Warum: Kolostrum und Vormilch weisen einen hohen Gehalt an immunologischen, antiinfektiösen und entzündungshemmenden Faktoren auf. Die orale Therapie gilt daher als eine Form der Immuntherapie.32–34 Darüber hinaus hat sich gezeigt, dass die orale Therapie die Bindung stärkt, die mütterliche Zuversicht fördert35 und Mütter motiviert, weiterhin Milch für ihren Säugling abzupumpen und die Stillrate zu erhöhen.36 Die Forschung zum klinischen Nutzen entwickelt sich ständig weiter.
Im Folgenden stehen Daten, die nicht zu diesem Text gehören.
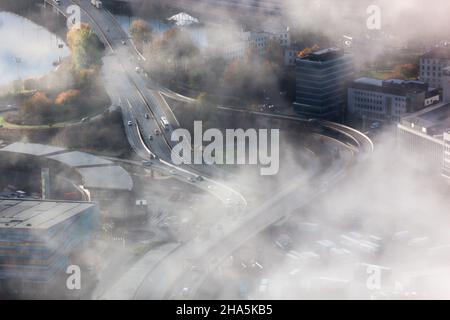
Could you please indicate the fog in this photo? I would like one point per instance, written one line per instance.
(390, 192)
Bislang wurde diese Praxis mit einem Rückgang der Inzidenz von NEC 37,38, einer spät auftretenden Sepsis37,38, einer Verkürzung der Tage bis zur vollständigen enteralen Ernährung37 und kürzeren Krankenhausaufenthalten sowie besseren Ernährungsbedürfnissen39 in Verbindung gebracht. Daher empfiehlt sich die orale Behandlung als Routineversorgung für Frühgeborene auf der neonatologischen Intensivstation38.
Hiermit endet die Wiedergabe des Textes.